À superfície, transparecia um homem calmo, mais sisudo do que sorridente. Tinha modos suaves, gestos pausados. Ouvia mais do que falava. Como costuma, inevitavelmente, acontecer com os bons ouvintes, ninguém o ouvia a ele. Não que ele precisasse que o ouvissem, porém. Paciente até à exaustão, sempre disponível, sempre assegurando que a bonança viria, depois da tempestade. Fortemente presente, sobriamente marcante, indispensável a quem ele dedicasse a sua selectiva atenção.
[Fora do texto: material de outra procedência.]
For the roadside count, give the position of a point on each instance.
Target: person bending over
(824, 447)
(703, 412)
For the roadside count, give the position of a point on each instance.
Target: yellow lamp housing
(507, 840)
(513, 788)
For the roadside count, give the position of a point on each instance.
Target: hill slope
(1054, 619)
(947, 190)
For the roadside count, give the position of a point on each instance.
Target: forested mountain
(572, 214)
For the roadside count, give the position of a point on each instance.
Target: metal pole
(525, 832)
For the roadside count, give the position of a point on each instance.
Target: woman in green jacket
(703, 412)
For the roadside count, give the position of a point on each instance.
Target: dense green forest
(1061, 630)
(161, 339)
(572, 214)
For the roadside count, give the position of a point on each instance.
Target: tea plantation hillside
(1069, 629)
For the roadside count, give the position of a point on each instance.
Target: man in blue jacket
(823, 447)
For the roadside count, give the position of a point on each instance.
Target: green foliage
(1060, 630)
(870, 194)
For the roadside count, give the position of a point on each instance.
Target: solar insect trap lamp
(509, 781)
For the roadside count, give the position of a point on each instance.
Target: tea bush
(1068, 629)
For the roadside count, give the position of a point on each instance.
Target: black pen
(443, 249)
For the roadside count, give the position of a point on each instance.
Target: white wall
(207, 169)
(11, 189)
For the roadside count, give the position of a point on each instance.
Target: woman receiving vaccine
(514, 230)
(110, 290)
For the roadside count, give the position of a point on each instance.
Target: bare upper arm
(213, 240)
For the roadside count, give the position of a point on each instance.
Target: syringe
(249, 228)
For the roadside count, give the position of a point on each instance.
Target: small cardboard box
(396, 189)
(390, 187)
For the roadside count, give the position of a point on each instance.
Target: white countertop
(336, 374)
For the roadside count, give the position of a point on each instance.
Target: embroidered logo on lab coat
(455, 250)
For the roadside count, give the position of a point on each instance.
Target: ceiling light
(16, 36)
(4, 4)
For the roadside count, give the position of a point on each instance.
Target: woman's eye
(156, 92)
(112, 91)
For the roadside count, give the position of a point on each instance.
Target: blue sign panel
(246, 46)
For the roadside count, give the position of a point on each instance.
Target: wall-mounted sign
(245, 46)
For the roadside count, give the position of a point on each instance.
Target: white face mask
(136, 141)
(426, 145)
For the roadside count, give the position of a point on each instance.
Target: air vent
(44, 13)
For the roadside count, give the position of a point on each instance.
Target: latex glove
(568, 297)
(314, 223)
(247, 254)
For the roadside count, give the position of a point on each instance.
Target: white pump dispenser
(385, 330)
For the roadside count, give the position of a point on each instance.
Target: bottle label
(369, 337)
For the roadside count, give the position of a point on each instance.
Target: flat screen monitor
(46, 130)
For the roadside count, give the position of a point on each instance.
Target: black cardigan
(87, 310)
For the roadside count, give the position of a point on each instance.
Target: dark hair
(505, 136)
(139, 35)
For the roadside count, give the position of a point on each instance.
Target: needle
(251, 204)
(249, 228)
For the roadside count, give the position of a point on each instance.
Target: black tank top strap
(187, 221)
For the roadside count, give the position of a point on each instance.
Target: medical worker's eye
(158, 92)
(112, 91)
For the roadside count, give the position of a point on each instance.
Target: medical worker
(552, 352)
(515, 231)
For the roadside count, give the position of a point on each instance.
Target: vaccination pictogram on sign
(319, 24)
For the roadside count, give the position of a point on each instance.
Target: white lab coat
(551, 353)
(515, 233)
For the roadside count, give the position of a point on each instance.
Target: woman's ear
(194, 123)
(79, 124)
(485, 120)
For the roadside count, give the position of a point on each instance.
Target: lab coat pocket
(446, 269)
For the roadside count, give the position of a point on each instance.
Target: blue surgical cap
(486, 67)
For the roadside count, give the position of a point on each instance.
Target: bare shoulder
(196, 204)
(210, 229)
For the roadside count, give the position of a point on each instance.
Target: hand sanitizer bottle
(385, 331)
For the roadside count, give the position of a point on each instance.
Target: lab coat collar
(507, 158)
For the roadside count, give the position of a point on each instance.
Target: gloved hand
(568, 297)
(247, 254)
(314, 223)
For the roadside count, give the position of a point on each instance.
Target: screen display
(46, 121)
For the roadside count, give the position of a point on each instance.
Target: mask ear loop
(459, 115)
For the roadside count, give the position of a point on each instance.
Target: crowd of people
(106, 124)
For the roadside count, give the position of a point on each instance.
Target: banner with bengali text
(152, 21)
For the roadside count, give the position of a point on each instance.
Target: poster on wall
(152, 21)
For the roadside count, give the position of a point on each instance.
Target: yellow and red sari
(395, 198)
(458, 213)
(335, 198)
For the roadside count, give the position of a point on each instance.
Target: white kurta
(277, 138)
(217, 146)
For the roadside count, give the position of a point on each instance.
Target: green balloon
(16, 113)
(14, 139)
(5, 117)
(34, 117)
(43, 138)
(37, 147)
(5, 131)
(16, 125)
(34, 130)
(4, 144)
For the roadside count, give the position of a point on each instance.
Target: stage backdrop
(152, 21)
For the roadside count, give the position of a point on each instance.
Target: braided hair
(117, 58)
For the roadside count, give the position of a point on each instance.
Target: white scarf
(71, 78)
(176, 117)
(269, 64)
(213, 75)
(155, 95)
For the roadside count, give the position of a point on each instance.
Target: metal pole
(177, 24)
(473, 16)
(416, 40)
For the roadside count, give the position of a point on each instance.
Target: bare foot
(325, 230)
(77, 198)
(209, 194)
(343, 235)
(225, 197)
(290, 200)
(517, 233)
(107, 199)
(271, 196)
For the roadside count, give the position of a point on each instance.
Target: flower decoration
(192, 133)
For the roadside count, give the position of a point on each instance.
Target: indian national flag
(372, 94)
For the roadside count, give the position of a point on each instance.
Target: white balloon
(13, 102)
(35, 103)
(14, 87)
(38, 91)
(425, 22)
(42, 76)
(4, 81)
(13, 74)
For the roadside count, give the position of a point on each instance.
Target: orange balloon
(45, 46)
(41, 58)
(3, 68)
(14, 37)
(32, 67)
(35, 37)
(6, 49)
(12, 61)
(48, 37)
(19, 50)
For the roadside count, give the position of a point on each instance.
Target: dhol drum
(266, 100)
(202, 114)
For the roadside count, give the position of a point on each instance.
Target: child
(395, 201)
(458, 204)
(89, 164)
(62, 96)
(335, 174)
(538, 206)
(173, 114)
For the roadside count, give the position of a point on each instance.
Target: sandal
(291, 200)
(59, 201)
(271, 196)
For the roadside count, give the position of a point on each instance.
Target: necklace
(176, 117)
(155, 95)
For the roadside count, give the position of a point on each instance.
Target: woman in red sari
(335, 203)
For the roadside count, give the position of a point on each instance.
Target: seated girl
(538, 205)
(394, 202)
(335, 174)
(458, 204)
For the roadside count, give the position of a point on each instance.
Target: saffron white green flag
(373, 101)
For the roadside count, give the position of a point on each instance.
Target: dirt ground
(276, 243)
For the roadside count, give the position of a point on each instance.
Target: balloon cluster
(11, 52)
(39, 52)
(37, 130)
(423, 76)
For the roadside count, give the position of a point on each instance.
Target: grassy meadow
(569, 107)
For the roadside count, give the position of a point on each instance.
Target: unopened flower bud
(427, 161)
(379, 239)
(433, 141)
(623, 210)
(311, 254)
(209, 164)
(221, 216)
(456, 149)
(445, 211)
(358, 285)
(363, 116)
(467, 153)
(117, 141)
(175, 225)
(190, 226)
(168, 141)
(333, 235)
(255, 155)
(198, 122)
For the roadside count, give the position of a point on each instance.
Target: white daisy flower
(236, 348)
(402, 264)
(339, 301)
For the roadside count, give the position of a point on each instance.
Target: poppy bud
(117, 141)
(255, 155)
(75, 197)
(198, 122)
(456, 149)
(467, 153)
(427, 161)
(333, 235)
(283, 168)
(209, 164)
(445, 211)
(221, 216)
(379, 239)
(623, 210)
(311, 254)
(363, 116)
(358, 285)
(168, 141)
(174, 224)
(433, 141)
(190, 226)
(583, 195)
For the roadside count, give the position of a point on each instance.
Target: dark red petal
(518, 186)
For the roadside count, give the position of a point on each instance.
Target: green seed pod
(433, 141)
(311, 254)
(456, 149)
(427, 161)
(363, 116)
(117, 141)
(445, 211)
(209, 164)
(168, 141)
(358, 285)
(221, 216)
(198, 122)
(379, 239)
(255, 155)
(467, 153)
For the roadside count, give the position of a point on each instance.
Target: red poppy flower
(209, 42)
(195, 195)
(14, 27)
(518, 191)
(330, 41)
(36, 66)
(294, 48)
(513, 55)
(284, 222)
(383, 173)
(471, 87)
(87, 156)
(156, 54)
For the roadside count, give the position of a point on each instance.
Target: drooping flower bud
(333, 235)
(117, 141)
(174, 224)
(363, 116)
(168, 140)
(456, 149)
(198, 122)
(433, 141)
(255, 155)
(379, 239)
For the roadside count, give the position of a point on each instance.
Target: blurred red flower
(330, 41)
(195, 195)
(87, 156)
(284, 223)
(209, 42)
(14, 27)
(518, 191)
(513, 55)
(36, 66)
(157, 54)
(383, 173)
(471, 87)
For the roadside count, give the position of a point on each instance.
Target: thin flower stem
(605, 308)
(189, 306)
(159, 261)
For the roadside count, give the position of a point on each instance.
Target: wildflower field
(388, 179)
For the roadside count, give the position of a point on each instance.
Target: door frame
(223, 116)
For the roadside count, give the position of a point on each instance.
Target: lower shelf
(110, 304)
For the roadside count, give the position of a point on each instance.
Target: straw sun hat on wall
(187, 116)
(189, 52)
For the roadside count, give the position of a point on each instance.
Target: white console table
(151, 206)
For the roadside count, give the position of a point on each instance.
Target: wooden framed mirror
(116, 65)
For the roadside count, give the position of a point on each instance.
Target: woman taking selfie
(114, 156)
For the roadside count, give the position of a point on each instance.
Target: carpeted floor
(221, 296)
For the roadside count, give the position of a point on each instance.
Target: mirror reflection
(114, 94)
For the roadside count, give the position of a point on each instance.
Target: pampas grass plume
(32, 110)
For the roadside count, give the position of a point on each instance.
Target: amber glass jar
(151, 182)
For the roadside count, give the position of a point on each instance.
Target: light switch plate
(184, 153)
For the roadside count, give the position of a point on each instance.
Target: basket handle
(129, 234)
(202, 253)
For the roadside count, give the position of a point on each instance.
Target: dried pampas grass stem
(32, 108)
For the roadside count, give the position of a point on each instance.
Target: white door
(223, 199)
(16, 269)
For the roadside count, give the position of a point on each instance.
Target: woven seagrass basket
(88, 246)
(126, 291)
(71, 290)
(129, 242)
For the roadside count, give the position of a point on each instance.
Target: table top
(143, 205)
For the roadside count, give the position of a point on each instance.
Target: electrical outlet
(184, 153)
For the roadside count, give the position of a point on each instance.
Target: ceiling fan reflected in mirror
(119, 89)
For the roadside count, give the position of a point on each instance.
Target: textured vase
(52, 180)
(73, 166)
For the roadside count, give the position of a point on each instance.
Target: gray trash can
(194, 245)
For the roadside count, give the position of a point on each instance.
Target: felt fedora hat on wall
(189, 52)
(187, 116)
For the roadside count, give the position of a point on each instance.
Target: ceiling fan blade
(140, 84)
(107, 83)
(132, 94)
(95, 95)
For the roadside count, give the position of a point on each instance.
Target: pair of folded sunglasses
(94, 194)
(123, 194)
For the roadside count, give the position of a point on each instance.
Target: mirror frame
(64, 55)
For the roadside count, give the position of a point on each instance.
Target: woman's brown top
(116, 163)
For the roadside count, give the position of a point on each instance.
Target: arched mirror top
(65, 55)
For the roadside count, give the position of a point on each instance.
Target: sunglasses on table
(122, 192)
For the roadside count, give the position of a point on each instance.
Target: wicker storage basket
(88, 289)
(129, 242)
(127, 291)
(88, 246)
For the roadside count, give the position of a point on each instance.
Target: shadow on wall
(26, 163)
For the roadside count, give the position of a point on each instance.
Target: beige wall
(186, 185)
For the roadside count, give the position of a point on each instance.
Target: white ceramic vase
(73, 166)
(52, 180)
Esse homem tinha um segredo. Uma dor. Um amor descoberto ao acaso, mas que o prendeu para sempre. Era mais amante do que amado, o que o prendia ainda mais. Consumava esse amor furtivamente, ao sabor das possibilidades. Mas amava, ainda assim, sem tréguas e de forma incondicional, mesmo sem receber (quase) nada em troca. E ninguém sabia quanto ele amava. Mas sabia, ele, que a sua vida havia de estar irremediavelmente presa àquele amor que o faria sofrer, só porque o fazia feliz. Porque amava. Raramente, só muito raramente, lhe transparecia na expressão o reverso triste desse amor, porque sabiamente escondia aquela dor feliz que ninguém lhe amaciaria. Muitos anos passaram. E ele assim se manteve, só com a sua dor, com o seu amor impossível e anacrónico, no que restava da sua vida. Tornou-a suportável, rodeou-se de amigos, quase todos mais amados do que amantes. Muito poucos perceberam que ele tinha sido, em poucos momentos fugazes, infinitamente mais feliz do que eles.

Era só isto. Um post sobre um homem que sofre com grandiosidade.